Cainnech shrugged. “Age is no’ important tae a Highlander.” His forehead wrinkled. “Though I will be statin’ yer age as twenty and three.”
Lucia’s expression fell. She looked down, absently staring at the table.
“No’ for the reason ye are thinkin’, wife.” Cainnech reached across the table and took her jaw in his hand. He nudged it up until she met his gaze. “Only because the gossips will say yer youth comes from the devil’s hands. If ye dinna wish for me tae battle, ’tis best do I no’ start my rule as laird with more talk of yer witchery.”
“I thought they didn’t mind me being a witch.”
“They dinna. Yet word has a way of traveling from clan tae
clan. ’Tis best tae avoid superstition as much as possible.”
Lucia begrudgingly conceded the point. “All right then.”
Cainnech growled. “Ye still believe I think ye tae be old.”
She shrugged.
“Do I need tae fuck the sense back intae ye?”
“Maybe.”
He couldn’t mask his surprise. Or his grin.
“Well then, milady wife, ye had only tae say as much.”

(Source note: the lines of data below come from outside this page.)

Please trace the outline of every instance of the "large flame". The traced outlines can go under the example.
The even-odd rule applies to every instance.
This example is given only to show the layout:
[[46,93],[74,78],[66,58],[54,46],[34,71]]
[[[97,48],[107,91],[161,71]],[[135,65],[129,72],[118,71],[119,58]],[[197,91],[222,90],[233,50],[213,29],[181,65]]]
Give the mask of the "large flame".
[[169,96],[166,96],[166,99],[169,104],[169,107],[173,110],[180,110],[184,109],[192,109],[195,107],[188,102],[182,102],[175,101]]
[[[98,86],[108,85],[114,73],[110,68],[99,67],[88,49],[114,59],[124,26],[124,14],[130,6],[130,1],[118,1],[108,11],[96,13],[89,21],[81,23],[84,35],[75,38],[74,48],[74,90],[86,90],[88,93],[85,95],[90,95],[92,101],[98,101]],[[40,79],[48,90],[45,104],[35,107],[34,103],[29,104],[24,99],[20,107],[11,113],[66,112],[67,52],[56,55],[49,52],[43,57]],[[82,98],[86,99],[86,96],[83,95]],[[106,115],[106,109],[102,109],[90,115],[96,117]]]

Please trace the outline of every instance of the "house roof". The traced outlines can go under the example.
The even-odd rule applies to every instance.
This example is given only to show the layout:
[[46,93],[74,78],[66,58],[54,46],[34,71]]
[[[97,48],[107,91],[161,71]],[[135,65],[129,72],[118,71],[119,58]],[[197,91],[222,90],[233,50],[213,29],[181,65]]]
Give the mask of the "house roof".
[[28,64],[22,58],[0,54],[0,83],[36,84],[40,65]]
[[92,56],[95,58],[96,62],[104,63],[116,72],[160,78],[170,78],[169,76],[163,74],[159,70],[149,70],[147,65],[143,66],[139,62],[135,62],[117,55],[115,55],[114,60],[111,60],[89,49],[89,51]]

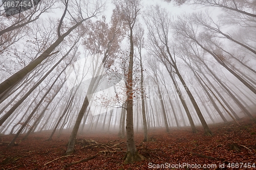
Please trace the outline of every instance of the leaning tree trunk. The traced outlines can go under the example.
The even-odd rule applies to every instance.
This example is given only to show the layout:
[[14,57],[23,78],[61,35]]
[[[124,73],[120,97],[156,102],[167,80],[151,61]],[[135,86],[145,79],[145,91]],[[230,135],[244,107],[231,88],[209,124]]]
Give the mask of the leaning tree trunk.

One moment she was sitting on the bench and a blink of an eye later she was in Cainnech’s massive arms. Her telltale shriek let her husband—and everyone else in the great hall—know she’d been taken off guard.
“I’m takin’ my comely wife up tae our bedchamber!” his deep voice boomed out as he carried her toward the stairs. “’Twill mayhap be a while. She canna get enough of her husband ruttin’ a’tween her thighs.”
Lucia’s cheeks went up in flames at the precise moment the great hall broke into cheers and bawdy jests. Cainnech cradled her like a treasure as he kissed her forehead, making it impossible to get mad at him.
Chapter Twelve
December 24, 1265 A.D.
Lucia spent the next couple of days primarily with Iona. They worked themselves to the point of exhaustion in order to have all the food prepared for tonight’s Christmas Eve feast and tomorrow’s Christmas Day celebration. Because the entire village was invited, many of the clanswomen pitched in by baking and cooking in their own huts. The castle’s kitchen was simply too packed to hold another body.
“We’re going to need to have the kitchen extended after the holidays.” Lucia sighed. “Twice the size? Three times bigger? What do you think?”
Iona thought that over. “Mayhap three, milady. Twice its current size will be plenty for a while, yet with so many of the laird’s men takin’ wives…”
“I see your point.” Lucia grinned. “Lots of babies.”
“Aye.”
Lucia studied Iona’s face. “Are you happy about your upcoming wedding to Cawley?”